HYDRA: Hybrid Dynamic Recurrent Architecture

A novel non-transformer language model built from scratch. Trained on CPU using a custom architecture that combines Mamba's Selective State Spaces, Griffin's Real-Gated Linear Recurrence (RG-LRU), and RWKV's channel mixing — with zero attention layers.

Architecture

Component	Source	Paper
Selective State Spaces	Mamba	arxiv:2312.00752
Real-Gated Linear Recurrence	Griffin	arxiv:2402.19427
Time/Channel Mixing	RWKV	arxiv:2305.13048
Multi-Scale Compression	Novel	Parallel recurrences at different timescales

Key Properties

NOT a transformer — no attention whatsoever
O(n) time — linear in sequence length (vs O(n²) transformers)
Constant memory at inference (no KV cache)
Content-aware selective gating (Mamba + Griffin fusion)
Multi-scale temporal processing

Architecture Diagram

Token Embedding → N × HydraBlock → RMSNorm → LM Head

HydraBlock:
  ├── RMSNorm → SelectiveGatedRecurrence → + residual
  └── RMSNorm → GatedChannelMixing (GeGeLU) → + residual

SelectiveGatedRecurrence (per timescale):
  ├── Input projection (2 branches)
  ├── Branch 1: Separable Conv1D → SiLU → Selective B,C projection
  ├── Input gate + Recurrence gate (from Griffin RG-LRU)
  ├── Gated recurrence: h_t = a_t·h_{t-1} + √(1-a_t²)·(i_t·B_t)
  └── Gated merge + output projection

Specs

Parameters: 19,274,816 (19.3M)
d_model: 256
Layers: 6
State dim: 16
Timescales: 2
Context length: 128

Training

Dataset: TinyStories (5,000 stories for quick training)
From scratch: Random initialization, no pretrained components
Best val_loss: 3.7988
Val_ppl: 44.6
Hardware: CPU only
Optimizer: AdamW (β₁=0.9, β₂=0.95)

Generated Samples

Once upon a time: Once upon a time, there was a little girl named Lily. She loved to play outside. She had a big, feeling very excited! She couldn't wait for a big, but she said.
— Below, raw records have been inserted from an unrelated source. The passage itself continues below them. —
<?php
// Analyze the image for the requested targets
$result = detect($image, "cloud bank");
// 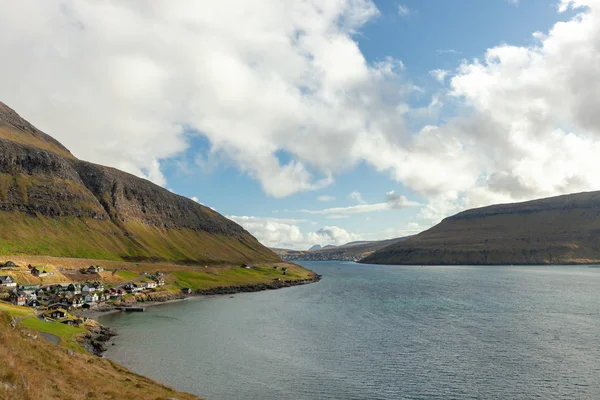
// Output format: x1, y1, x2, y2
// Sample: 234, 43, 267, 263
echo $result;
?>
0, 0, 600, 237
The little boy was so happy to make the bird who loved A little dog: A little dog who ran to be happy. She was very excited that the park. She wanted to play with the window.

"I'm sorry, Lily. It is a voice?" She was so happy!

Ben did not give it and A girl named Lily: A girl named Lily. She was very happy he was very tall. She saw what he could not want to the forest. She says, "I'm sorry, we can have to go to the water. She was very very excited and happy.

Lily One day a boy: One day a boy named Lily liked to play with it. He said, "Don't be careful."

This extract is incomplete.